By SJ Garland
Edinburgh 1707. The English supporters in the Scottish parliament have narrowly signed the Act of Union. The controversial paper bringing England and Scotland together into one Great Britain will not be uncontested. From the Acts inception it appears doomed to carry the blood of Scots and Englishman alike. Esmond Clyde-Dalton returns to London a broken man after his wife’s death. He only seeks a dishonorable discharge. His superior Colonel Manner’s, known for his extensive spy network, has other plans. Sent to the highlands of Scotland to become an excise collector on Scotch. Esmond quickly becomes embroiled in solving the murders of two Scots men. As his investigation continues, Esmond soon realises life in Markinch is not all it seems. Esmond’s peaceful retirement turns to a fight to save not only his life, but also the lives of friends he has made in the highlands.
Scotch Rising is a historical mystery with a tiny bit of romance thrown in. The hero is world-weary. Having lost his wife and unborn child, he is without purpose in life. He feels obliged to live to honor his wife, but wallows quite “happily” in self-pity. He is send for a last assignment, before quitting the army, to Scotland. There, he stumbles into a murder mystery and by solving it, he slowly regains the will to live.

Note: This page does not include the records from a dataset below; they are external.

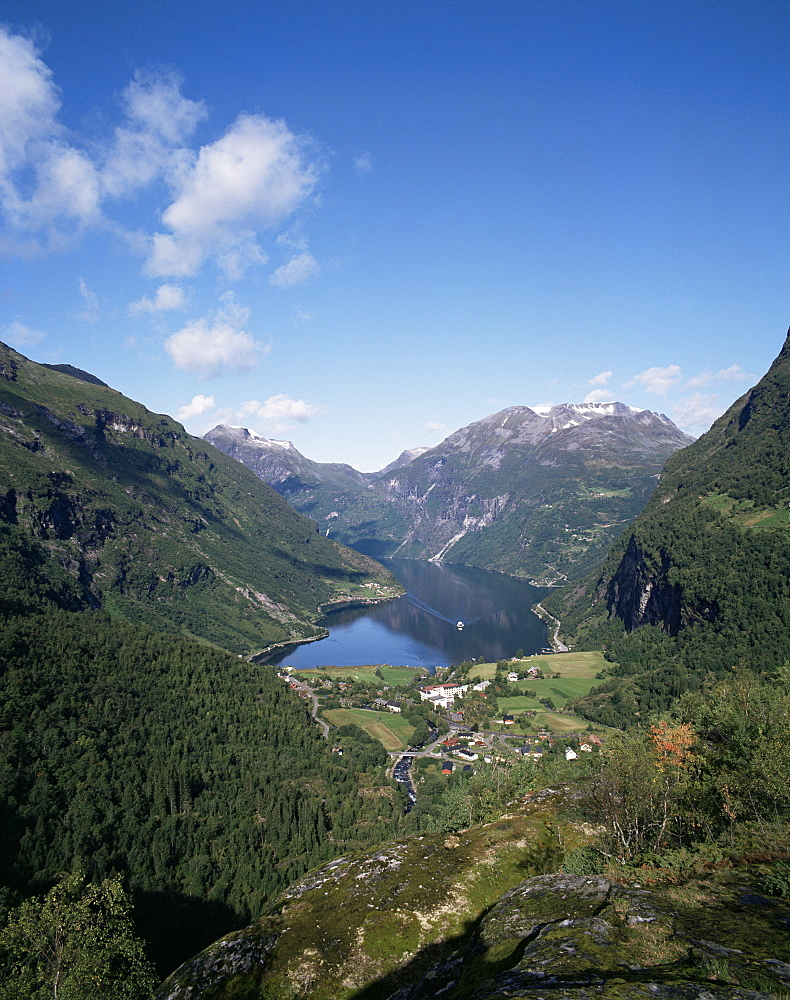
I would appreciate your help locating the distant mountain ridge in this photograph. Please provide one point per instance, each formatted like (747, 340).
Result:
(701, 580)
(536, 492)
(128, 512)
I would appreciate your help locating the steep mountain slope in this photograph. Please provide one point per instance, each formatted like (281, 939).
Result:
(701, 579)
(533, 493)
(155, 525)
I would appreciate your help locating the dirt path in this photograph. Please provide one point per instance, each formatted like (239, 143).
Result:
(556, 645)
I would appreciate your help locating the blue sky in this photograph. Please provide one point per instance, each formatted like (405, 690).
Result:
(362, 225)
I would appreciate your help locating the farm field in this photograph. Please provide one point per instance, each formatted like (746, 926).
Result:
(577, 675)
(393, 732)
(583, 666)
(367, 674)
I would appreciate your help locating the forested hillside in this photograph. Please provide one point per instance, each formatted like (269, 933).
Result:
(157, 526)
(197, 776)
(701, 581)
(136, 564)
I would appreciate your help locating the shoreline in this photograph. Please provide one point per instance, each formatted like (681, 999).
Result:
(326, 609)
(543, 614)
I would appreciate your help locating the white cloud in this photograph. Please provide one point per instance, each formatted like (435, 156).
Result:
(725, 375)
(251, 178)
(298, 269)
(695, 413)
(53, 186)
(280, 412)
(160, 120)
(19, 335)
(217, 344)
(657, 380)
(197, 406)
(167, 297)
(92, 312)
(49, 189)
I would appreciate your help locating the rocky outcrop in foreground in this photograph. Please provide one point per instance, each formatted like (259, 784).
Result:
(452, 917)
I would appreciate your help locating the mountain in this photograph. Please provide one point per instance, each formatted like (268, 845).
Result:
(129, 513)
(701, 580)
(539, 493)
(280, 464)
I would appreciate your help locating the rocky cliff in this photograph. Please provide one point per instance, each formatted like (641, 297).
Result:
(539, 493)
(707, 563)
(452, 916)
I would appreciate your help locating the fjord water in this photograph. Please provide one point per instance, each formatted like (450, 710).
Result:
(419, 628)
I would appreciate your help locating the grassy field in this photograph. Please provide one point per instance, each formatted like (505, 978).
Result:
(583, 666)
(393, 732)
(577, 675)
(367, 673)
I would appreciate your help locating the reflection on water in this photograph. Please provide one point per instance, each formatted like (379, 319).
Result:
(495, 609)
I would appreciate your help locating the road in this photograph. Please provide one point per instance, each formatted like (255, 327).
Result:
(305, 689)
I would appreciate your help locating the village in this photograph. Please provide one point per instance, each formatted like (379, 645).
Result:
(474, 713)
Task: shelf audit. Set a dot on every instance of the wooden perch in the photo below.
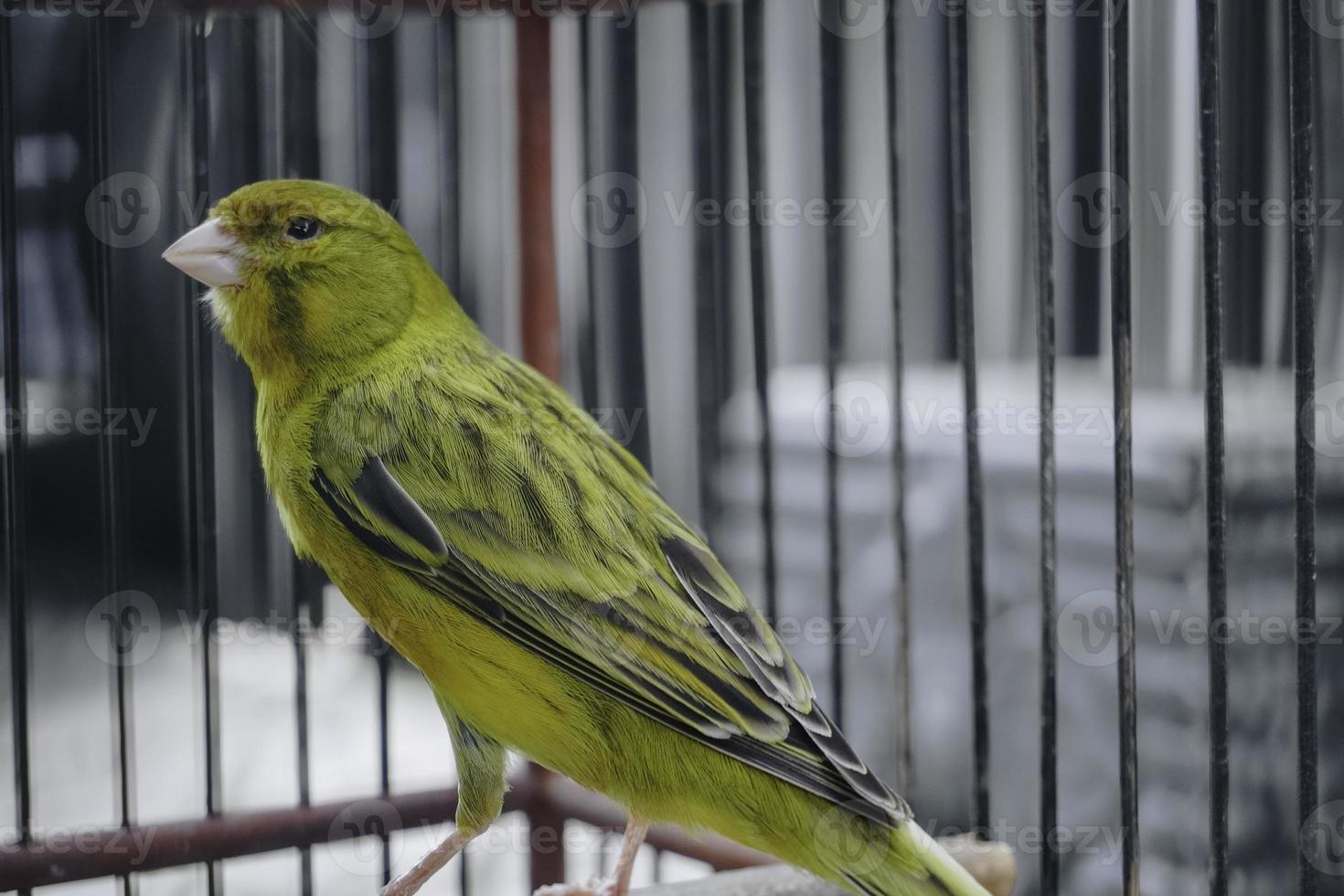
(991, 864)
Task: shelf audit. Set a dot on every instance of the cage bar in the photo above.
(832, 125)
(283, 57)
(449, 156)
(1046, 348)
(965, 312)
(614, 274)
(375, 151)
(111, 463)
(1121, 347)
(1301, 91)
(711, 35)
(901, 595)
(202, 536)
(16, 449)
(1215, 489)
(752, 63)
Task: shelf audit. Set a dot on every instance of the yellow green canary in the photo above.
(522, 559)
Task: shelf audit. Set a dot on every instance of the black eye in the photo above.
(303, 229)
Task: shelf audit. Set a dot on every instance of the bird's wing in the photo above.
(517, 509)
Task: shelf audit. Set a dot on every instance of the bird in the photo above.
(523, 560)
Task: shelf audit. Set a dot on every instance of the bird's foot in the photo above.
(592, 888)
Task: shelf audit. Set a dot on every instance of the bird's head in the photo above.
(304, 274)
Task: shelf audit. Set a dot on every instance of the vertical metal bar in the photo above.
(588, 340)
(901, 600)
(1303, 129)
(109, 448)
(1215, 492)
(540, 320)
(832, 126)
(16, 448)
(711, 66)
(449, 212)
(1123, 364)
(615, 278)
(965, 311)
(752, 54)
(1044, 238)
(200, 437)
(449, 152)
(375, 149)
(288, 157)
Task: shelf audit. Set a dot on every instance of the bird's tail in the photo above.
(900, 860)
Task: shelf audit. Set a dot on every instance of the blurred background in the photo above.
(129, 120)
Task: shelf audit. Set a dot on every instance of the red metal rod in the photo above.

The book itself was well written and I got to experience a time and location I didn’t know much about and I do very much like learning new things. My only complaint is that I felt the beginning was too long, I nearly gave up a few times reading the book before he reached Scotland. I’m happy I didn’t because the book is definitely worth reading to the end. I don’t think the whole London episode is required, everything happening there is explained later on anyway. Overall, it is a great historical novel and I’m looking forward to the next book in the series.